Macrophages derived from circulating inflammatory Ly6Chigh monocytes could also be divided into three subcategories depending on the level of Ly6C markers (Clements et al. 2016; Lin et al. 2009). CD11b+/Ly6Chigh macrophages are associated with the initiation of renal injury, they mimic the function of M1 macrophages by producing abundant pro-inflammatory cytokines (e.g., TNF-α) and chemokines (e.g., MIP-1) (Meng et al. 2015). Deletion of circulating monocytes and recruited Ly6Chigh macrophages attenuates renal fibrosis (Lin et al. 2009). The number of the CD11b+/Ly6Cintermediate macrophages is significantly increased during the repair stage. By contrast, CD11b+/Ly6Clow macrophages are predominant in renal fibrosis through producing pro-fibrotic factors including platelet-derived growth factor (PDGF), insulin-like growth factor (IGF)-1, and CCL17, which are highly correlated to wound healing and fibrogensis (Duffield 2010). Additionally, gene signature in CD11b+/Ly6Clow macrophages has been well defined and within the significantly altered genes, SPARC regulates the production of ECM while TIMP2 prevents MMPs-mediated ECM turnover and enhances matrix accumulation (Fan et al. 2014; Wang et al. 2010). Additionally, Macrophages-derived IGF-1 attenuates myofibroblast apoptosis and enhances collagen production (Wynes et al. 2004). In rhabdomyolysis-induced AKI mouse model, macrophage polarization was detected during the disease progression, an abundance of F4/80lowCD11bhighLy6bhighCD206low macrophages was found in kidney two days after rhabdomyolysis, whereas F4/80highCD11b+Ly6blowCD206high cells became predominant by day 8 (Belliere et al. 2015). All these evidences indicate the pro-fibrotic role of CD11b+/Ly6Clow macrophages in renal fibrosis.

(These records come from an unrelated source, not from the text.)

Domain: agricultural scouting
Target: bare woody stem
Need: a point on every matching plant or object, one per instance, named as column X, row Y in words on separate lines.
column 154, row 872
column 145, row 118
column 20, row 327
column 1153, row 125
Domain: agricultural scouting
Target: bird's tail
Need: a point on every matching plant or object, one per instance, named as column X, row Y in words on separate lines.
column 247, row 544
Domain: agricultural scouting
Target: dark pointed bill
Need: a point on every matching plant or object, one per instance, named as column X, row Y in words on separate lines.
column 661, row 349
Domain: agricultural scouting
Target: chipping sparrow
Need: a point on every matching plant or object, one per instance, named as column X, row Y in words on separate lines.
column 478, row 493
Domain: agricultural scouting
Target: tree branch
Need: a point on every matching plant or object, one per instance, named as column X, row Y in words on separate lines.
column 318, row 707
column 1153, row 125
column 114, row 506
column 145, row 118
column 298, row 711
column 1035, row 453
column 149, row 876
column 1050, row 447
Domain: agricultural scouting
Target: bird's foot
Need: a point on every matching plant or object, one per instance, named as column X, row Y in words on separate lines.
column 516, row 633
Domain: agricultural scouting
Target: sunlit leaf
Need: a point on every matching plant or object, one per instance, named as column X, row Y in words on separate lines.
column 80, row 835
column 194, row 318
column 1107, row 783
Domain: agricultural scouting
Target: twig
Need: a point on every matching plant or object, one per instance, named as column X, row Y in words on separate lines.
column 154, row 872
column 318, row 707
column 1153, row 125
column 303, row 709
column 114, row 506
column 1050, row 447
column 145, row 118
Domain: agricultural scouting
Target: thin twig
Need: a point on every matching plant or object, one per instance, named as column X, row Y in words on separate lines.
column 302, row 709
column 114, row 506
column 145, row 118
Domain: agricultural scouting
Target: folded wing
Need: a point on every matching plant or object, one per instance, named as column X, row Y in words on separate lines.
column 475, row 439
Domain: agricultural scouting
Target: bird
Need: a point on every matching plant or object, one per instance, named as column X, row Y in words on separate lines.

4 Role of Monocytes/Macrophages in Kidney Injury
Glomerular and interstitial macrophage infiltration is detectable in different types of AKI and progressive CKD of both experimental models and human biopsies (Wilson et al. 2004). Classically activated macrophages produce pro-inflammatory factors like IL-1, TNF-α, IL-6, IL-23, ROS, NO, and iNOS, overproduction of these factors induces severe kidney damage. Pro-inflammatory macrophages infiltration is highly correlated with the degree of renal damage in both AKI and CKD models. By using different macrophage depletion and transfer techniques, pathogenic roles of these pro-inflammatory macrophages have been determined in different kidney disease models (Cao et al. 2013). Liposomal clodronate-mediated macrophage depletion in early stage of ischemia-reperfusion injury (IRI) and rhabdomyolysis-induced AKI significantly reduces renal injury and long-term renal fibrosis, indicating the pathogenic role of M1 macrophages in the initiation of kidney injury (Belliere et al. 2015; Day et al. 2005; Jo et al. 2006; Ko et al. 2008). Additionally, depletion of macrophages with clodronate liposome or CCR2 deficiency attenuates renal injury and fibrosis in UUO nephropathy (Kitagawa et al. 2004; Kitamoto et al. 2009). Pro-inflammatory macrophages also mediate renal injury in CKD model, macrophages deletion or deactivation by clodronate, c-fms inhibitor, or JNK inhibitor prevents the progression of crescentic anti-GBM glomerulonephritis (D’Souza et al. 1999; Han et al. 2011; Ma et al. 2009). In contrast, adoptive transfer of bone marrow-derived macrophages in early stage of the same disease model enhances renal injury (Ikezumi et al. 2003). Taken together, pro-inflammatory M1 macrophages enhance renal injury possibly through mechanism as follows: First, accelerating renal inflammation by releasing an abundance of pro-inflammatory cytokines and chemokines (Cao et al. 2013); second, overproduction of ROS and TNF-α by macrophages induces apoptosis of renal resident cells, including tubular epithelial cells (TECs) and endothelial cells, and prevents their proliferation, thereby increases renal injury (Kluth et al. 2004); third, a plethora of pro-fibrotic cytokines and growth factors released from macrophages triggers abnormal wound healing and leads to renal fibrosis eventually (Anders and Ryu 2011).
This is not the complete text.